In other legislation our Government introduced in recent days, we are working to tighten laws surrounding activities that an increasing majority of Canadians undertake each and every day…email, Internet and cell phone use.
Email and wireless “spam” is not just an annoyance. It discourages the use of electronic commerce, undermines privacy and increases the risk of identity theft and fraud. It also poses a significant expense for businesses that must use precious resources to minimize the risks associated with spam.
Among other measures, Bill C-28 proposes fines for sending false and misleading email, and for attempts to steal personal information. It would also allow for civil action against those who violate the law.

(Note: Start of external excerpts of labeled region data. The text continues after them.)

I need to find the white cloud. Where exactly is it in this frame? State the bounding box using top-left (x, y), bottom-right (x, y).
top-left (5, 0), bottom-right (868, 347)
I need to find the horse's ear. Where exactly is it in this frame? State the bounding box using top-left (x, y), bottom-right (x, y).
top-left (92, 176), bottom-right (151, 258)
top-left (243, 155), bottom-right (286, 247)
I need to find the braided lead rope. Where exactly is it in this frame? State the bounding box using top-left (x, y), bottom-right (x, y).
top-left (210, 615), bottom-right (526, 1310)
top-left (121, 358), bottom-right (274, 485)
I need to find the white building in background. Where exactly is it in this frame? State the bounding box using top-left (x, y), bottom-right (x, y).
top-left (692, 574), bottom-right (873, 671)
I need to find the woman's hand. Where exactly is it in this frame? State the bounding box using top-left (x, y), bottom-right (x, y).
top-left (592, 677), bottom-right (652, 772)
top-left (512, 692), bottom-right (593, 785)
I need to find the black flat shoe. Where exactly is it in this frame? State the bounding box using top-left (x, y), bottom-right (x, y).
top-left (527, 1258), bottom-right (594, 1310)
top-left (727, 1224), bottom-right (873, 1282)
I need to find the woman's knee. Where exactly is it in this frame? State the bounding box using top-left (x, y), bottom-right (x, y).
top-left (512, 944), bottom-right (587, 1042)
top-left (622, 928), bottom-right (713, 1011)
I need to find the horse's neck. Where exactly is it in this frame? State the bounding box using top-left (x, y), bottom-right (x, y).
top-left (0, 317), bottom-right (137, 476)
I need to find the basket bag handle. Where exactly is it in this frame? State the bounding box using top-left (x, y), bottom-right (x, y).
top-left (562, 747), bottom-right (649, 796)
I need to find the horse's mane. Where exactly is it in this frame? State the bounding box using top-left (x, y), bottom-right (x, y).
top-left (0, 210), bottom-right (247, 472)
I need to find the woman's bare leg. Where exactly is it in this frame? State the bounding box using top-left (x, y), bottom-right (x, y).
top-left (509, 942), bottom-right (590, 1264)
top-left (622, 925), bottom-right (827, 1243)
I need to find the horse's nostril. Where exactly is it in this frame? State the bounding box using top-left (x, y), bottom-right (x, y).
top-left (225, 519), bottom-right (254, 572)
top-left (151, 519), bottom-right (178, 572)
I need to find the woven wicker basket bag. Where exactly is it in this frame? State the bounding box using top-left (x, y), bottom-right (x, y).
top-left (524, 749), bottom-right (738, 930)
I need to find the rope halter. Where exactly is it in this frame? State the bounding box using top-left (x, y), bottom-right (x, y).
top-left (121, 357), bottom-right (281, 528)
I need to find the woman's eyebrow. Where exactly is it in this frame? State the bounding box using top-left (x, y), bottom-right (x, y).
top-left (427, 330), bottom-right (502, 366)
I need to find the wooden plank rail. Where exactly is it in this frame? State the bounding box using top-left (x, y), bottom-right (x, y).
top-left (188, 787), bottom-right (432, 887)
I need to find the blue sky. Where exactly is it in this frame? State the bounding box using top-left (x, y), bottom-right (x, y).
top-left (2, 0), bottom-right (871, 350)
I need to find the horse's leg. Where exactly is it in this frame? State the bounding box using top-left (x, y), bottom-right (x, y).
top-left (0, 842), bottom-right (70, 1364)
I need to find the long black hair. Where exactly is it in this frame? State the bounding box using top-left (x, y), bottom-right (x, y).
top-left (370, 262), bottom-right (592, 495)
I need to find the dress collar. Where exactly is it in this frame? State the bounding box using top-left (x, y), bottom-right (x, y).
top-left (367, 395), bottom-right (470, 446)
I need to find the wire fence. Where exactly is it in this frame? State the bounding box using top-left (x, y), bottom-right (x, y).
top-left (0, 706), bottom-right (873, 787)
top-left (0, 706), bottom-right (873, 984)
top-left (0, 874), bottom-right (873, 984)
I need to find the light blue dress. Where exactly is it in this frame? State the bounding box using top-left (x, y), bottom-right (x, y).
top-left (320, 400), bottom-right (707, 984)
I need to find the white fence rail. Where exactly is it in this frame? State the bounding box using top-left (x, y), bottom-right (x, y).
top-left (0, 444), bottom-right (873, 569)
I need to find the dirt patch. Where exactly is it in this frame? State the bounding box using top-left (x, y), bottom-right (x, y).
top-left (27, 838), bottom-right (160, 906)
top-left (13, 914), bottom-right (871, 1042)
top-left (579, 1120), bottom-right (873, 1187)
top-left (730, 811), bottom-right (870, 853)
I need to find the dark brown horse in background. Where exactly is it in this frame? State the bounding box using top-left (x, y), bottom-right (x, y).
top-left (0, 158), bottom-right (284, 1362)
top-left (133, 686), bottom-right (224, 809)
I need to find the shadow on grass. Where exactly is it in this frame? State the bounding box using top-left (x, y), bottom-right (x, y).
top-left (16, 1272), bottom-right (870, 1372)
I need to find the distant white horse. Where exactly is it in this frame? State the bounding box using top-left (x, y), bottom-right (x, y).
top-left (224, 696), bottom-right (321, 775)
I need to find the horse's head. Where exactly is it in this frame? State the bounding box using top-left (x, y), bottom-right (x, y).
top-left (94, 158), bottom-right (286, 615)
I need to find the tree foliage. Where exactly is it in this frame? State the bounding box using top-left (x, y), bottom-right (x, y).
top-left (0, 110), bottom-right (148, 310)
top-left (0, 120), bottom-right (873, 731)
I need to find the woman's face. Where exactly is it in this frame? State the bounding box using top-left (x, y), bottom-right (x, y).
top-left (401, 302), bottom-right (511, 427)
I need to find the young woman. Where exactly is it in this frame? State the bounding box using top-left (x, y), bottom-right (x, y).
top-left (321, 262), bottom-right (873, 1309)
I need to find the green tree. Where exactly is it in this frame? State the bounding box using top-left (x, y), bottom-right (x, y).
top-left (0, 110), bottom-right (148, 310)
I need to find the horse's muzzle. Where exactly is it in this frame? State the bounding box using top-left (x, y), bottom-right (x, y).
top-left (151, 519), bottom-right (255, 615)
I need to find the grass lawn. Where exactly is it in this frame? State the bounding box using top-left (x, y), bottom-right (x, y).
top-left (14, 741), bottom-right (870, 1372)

To complement these measures, our Government simultaneously introduced Bill C-29 to safeguard Canadians’ personal information. This legislation protects consumers from identity theft and privacy breaches. Yet it also encourages continued growth of businesses in the digital economy by strengthening trust and confidence in their ability to secure the personal information they must collect to serve their clients.
A key proposal in the legislation requires organizations to notify affected individuals of data breaches. It also strengthens law enforcement and security investigations.
Both bills are the result of extensive consultations with a wide range of stakeholders, including business, consumer and privacy advocates, the Privacy Commissioner of Canada, provincial governments and law enforcement authority.
The online marketplace and the digital economy are playing an increasing role in our every day lives and in the prosperity of Canada’s economy. It’s imperative that our laws keep pace.